Elasticsearch 8 ILM Setup Guide

Configure Elasticsearch 8 ILM policies to automatically manage log data through hot-warm-cold phases, optimize storage costs, and enforce retention policies for production workloads.

Prerequisites

Elasticsearch 8.x cluster running
Cluster health status yellow or green
Administrative access to Elasticsearch
At least 10GB free disk space

What this solves

Index lifecycle management (ILM) automates the movement of log data through different storage tiers based on age, size, and performance requirements. This prevents disk space issues, reduces storage costs, and maintains query performance by moving older data to cheaper storage while keeping recent data on fast disks.

Prerequisites and Elasticsearch verification

Verify Elasticsearch cluster health

Check that your Elasticsearch cluster is running and healthy before configuring ILM policies.

curl -X GET "localhost:9200/_cluster/health?pretty"

Check current ILM status

Verify that ILM is enabled in your cluster and see existing policies.
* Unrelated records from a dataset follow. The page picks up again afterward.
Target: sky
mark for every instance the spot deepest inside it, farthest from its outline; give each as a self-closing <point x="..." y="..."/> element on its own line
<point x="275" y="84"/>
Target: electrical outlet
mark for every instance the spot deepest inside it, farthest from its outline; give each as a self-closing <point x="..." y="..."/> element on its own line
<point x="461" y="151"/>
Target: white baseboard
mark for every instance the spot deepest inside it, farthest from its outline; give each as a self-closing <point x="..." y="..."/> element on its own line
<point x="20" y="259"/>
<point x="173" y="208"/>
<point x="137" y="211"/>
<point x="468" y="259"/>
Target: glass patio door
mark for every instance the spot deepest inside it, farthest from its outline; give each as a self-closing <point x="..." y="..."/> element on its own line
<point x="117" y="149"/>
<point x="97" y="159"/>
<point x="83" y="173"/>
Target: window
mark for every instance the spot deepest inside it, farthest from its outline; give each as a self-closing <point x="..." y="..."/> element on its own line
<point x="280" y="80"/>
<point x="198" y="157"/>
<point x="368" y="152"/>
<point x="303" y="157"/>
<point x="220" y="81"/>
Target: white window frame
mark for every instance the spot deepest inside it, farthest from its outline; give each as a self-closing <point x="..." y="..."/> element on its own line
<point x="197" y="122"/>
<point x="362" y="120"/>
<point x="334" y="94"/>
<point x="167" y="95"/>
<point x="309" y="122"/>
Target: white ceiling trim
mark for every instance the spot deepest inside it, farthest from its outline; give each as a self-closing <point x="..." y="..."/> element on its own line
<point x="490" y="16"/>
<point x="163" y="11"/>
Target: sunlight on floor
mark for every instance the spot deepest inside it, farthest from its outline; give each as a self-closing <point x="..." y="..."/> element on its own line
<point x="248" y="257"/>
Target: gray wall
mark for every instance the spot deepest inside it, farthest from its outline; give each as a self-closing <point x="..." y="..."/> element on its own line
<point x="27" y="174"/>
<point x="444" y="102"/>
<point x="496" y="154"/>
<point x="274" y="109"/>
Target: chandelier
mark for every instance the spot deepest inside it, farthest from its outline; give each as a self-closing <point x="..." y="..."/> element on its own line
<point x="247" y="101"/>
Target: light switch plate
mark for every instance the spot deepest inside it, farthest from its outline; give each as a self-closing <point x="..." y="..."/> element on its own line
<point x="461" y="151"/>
curl -X GET "localhost:9200/_ilm/status?pretty"
curl -X GET "localhost:9200/_ilm/policy?pretty"

Create data directories for different tiers

Set up separate directories for hot, warm, and cold data storage tiers.

sudo mkdir -p /var/lib/elasticsearch/hot
sudo mkdir -p /var/lib/elasticsearch/warm
sudo mkdir -p /var/lib/elasticsearch/cold
sudo chown -R elasticsearch:elasticsearch /var/lib/elasticsearch

Configure ILM policies for log retention

Create a basic log retention policy

Define a policy that moves data through hot, warm, and cold phases with automatic deletion after 90 days.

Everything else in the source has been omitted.